One change the defense is undergoing is in the secondary, where safeties Stuart Schweigert and Michael Huff are breaking with tradition. Rather than having one play free and the other at strong, the Raiders are using Huff almost exclusively on the left side of the field with Schweigert on the right.
``When we play the Chiefs or Chargers or something like that, I'll be down covering (Antonio) Gates and (Tony) Gonzalez, so it kind of just depends,'' said Huff, Oakland's first-round pick in 2006. ``We can disguise a lot more. Before, we were in man on a lot of downs so any motion, (and opponents) knew we were in man or zone because I'd be running across. Now if they motion, me and Stu stay right and left.''
Kiffin feels the change in the secondary, along with a year of NFL experience, will benefit Huff, who started all 16 games as a rookie but had no interceptions.
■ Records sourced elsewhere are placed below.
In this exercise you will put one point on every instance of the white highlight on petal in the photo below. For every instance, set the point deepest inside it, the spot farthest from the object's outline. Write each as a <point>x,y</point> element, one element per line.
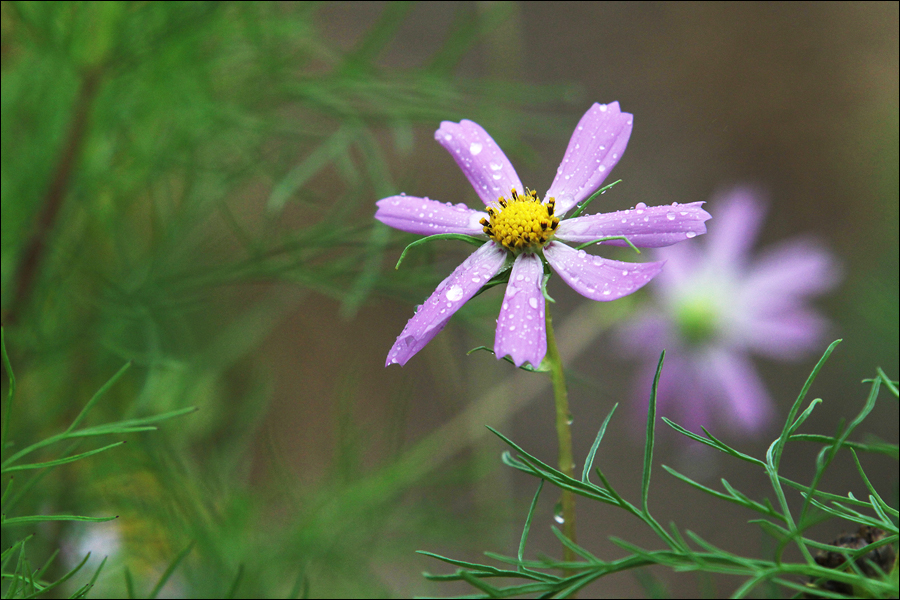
<point>454,293</point>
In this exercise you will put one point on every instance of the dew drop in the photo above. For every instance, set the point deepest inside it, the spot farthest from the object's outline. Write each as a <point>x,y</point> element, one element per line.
<point>557,514</point>
<point>454,293</point>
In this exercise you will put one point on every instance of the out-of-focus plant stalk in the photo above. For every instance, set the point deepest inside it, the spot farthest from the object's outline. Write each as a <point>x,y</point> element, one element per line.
<point>30,262</point>
<point>563,433</point>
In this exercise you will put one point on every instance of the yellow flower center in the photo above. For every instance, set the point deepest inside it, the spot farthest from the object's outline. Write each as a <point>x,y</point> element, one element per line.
<point>521,224</point>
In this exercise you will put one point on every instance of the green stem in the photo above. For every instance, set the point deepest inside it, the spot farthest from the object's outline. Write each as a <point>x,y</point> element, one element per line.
<point>564,433</point>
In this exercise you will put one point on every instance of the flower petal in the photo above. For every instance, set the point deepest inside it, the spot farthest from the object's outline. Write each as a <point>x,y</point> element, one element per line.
<point>428,217</point>
<point>596,277</point>
<point>594,149</point>
<point>788,272</point>
<point>739,217</point>
<point>450,295</point>
<point>480,158</point>
<point>521,331</point>
<point>742,398</point>
<point>645,227</point>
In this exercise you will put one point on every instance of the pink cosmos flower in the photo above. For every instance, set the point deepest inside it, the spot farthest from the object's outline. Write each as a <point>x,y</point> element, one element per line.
<point>714,306</point>
<point>523,233</point>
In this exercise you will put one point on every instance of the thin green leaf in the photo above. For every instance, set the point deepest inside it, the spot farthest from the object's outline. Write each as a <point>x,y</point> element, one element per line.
<point>169,570</point>
<point>528,518</point>
<point>96,397</point>
<point>589,463</point>
<point>462,563</point>
<point>881,448</point>
<point>580,208</point>
<point>889,383</point>
<point>575,547</point>
<point>803,416</point>
<point>874,497</point>
<point>608,239</point>
<point>43,518</point>
<point>746,502</point>
<point>232,590</point>
<point>439,236</point>
<point>713,443</point>
<point>651,434</point>
<point>62,579</point>
<point>61,461</point>
<point>129,584</point>
<point>778,446</point>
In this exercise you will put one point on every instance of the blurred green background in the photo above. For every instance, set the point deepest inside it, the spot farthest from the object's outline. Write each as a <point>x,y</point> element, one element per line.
<point>190,186</point>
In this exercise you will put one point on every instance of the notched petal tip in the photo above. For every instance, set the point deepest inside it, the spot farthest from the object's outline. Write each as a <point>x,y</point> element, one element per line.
<point>596,277</point>
<point>434,314</point>
<point>521,328</point>
<point>428,217</point>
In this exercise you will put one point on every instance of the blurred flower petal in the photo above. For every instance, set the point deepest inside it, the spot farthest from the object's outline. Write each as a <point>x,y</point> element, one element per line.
<point>480,158</point>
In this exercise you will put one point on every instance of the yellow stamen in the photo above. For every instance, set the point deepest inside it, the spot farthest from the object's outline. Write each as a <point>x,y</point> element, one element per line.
<point>522,223</point>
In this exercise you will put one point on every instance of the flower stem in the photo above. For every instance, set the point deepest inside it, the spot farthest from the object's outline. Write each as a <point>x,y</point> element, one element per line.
<point>564,433</point>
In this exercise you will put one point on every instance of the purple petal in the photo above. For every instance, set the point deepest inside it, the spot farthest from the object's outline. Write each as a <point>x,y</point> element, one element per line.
<point>742,398</point>
<point>739,217</point>
<point>596,277</point>
<point>681,395</point>
<point>786,335</point>
<point>594,149</point>
<point>450,295</point>
<point>428,217</point>
<point>645,227</point>
<point>521,330</point>
<point>646,333</point>
<point>791,271</point>
<point>480,158</point>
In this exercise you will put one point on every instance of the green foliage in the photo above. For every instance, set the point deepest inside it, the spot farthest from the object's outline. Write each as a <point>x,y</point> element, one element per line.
<point>686,551</point>
<point>19,578</point>
<point>177,178</point>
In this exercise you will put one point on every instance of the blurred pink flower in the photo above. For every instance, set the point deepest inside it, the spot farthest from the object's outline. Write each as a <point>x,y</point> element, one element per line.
<point>522,231</point>
<point>715,305</point>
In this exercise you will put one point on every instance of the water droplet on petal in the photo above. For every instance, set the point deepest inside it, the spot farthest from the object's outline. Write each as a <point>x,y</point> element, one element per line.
<point>454,293</point>
<point>557,511</point>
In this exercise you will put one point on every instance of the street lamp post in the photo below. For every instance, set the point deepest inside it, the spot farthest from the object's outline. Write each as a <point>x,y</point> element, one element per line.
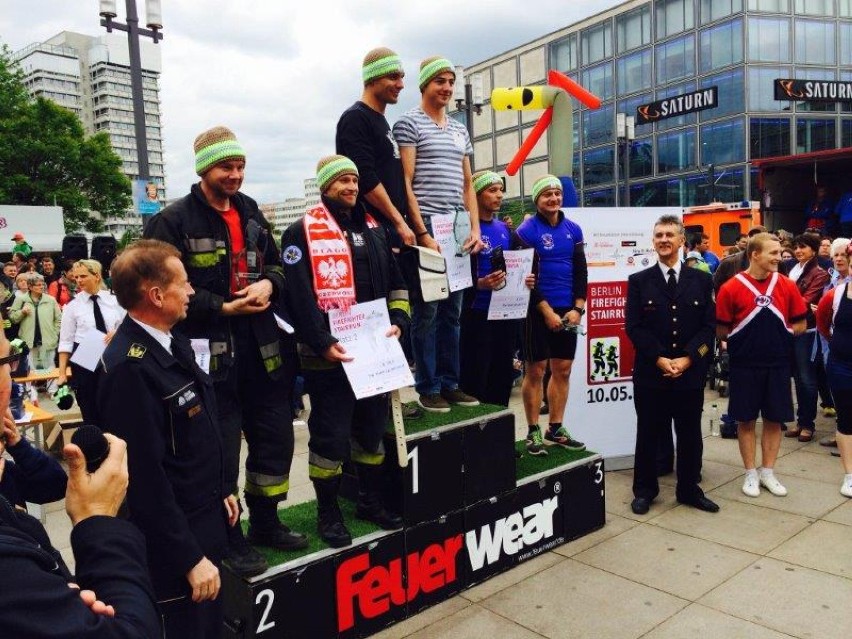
<point>625,133</point>
<point>468,96</point>
<point>154,23</point>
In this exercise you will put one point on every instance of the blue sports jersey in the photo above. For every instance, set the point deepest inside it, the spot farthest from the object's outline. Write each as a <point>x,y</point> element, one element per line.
<point>555,247</point>
<point>494,233</point>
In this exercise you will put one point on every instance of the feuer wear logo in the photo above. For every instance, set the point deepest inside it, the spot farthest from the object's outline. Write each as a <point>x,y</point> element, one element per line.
<point>511,534</point>
<point>333,273</point>
<point>375,588</point>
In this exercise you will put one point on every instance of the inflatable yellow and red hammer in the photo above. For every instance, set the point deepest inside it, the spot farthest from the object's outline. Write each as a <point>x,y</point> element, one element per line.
<point>554,99</point>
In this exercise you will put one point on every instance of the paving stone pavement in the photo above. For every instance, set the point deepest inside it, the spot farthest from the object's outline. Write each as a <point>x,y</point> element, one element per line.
<point>761,568</point>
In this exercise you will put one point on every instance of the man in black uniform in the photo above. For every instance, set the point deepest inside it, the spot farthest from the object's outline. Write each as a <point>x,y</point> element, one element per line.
<point>35,597</point>
<point>153,394</point>
<point>233,264</point>
<point>364,136</point>
<point>670,318</point>
<point>334,257</point>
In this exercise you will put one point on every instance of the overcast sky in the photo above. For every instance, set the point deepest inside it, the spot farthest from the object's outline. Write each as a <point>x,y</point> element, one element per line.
<point>279,73</point>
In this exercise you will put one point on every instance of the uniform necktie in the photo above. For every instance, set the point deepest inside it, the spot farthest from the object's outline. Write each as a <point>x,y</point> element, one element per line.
<point>100,324</point>
<point>671,283</point>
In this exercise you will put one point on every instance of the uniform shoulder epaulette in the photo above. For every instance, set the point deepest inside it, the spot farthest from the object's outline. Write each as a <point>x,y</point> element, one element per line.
<point>136,351</point>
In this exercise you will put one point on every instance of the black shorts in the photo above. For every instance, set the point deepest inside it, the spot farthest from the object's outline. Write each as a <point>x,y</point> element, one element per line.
<point>540,343</point>
<point>760,391</point>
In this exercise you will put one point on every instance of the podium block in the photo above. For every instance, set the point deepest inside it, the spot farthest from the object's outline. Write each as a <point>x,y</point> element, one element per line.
<point>489,457</point>
<point>584,498</point>
<point>451,467</point>
<point>430,486</point>
<point>295,600</point>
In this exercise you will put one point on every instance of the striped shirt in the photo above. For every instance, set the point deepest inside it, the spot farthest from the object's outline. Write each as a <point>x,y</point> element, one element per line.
<point>438,175</point>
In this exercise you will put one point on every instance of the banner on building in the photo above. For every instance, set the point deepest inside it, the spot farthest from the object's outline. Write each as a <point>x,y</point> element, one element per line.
<point>674,106</point>
<point>813,91</point>
<point>600,405</point>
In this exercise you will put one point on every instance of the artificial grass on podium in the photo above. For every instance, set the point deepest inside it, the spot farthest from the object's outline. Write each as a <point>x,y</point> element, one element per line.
<point>527,464</point>
<point>303,518</point>
<point>430,421</point>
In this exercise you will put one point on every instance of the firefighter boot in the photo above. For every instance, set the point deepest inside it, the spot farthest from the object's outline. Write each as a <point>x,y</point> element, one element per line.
<point>265,529</point>
<point>329,518</point>
<point>370,506</point>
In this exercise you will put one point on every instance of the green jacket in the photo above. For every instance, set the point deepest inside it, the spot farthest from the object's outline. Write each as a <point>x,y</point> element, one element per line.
<point>49,318</point>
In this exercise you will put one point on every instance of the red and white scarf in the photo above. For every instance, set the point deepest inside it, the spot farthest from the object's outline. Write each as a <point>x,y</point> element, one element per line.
<point>331,259</point>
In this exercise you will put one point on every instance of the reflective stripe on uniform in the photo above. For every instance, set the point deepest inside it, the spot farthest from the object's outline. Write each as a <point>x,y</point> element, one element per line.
<point>203,260</point>
<point>266,485</point>
<point>321,468</point>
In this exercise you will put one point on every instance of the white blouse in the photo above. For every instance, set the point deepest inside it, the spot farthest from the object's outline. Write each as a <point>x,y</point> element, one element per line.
<point>78,317</point>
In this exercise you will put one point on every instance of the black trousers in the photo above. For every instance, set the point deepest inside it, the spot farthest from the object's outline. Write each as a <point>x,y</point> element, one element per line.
<point>656,410</point>
<point>249,401</point>
<point>338,419</point>
<point>84,384</point>
<point>487,351</point>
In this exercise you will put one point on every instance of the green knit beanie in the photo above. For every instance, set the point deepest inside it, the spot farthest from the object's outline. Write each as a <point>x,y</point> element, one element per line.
<point>543,183</point>
<point>379,63</point>
<point>430,67</point>
<point>483,179</point>
<point>216,145</point>
<point>332,167</point>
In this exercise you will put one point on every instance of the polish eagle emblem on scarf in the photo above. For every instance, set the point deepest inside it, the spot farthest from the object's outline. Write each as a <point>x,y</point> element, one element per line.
<point>333,272</point>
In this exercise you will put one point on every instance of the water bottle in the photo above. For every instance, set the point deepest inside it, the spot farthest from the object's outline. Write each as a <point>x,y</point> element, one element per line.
<point>714,421</point>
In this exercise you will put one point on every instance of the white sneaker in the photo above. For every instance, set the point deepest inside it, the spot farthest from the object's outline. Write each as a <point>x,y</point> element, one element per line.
<point>751,486</point>
<point>771,483</point>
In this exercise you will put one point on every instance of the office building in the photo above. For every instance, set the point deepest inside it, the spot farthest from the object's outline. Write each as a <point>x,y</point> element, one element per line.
<point>91,77</point>
<point>643,51</point>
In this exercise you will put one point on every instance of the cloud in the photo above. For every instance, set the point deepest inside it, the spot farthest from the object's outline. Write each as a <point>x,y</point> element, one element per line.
<point>281,73</point>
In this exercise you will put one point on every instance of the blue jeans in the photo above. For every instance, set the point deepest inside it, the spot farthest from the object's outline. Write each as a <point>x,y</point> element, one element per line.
<point>435,331</point>
<point>804,376</point>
``I think it really allows him to play faster because he's not so nervous about bad things happening,'' Kiffin said. ``Sometimes so much pressure's on those guys that they don't play the way they played their whole life, so hopefully we'll get him back to that.''
Burgess, who is reportedly seeking a new deal with the Raiders, has been absent from the team's voluntary workouts. Neither Sapp nor Burgess attended Wednesday's practice, and both are expected to skip next week's three-day minicamp.
Russell and veteran Josh McCown split time running Oakland's first-team offense on Wednesday.
Missing was Andrew Walter, the third-year quarterback who led the Raiders to their only two wins last year. Kiffin said Walter underwent arthroscopic knee surgery on Monday and is expected to be out 4-6 weeks.
Running back LaMont Jordan was held out of the practice as well because of the flu but did attend team meetings.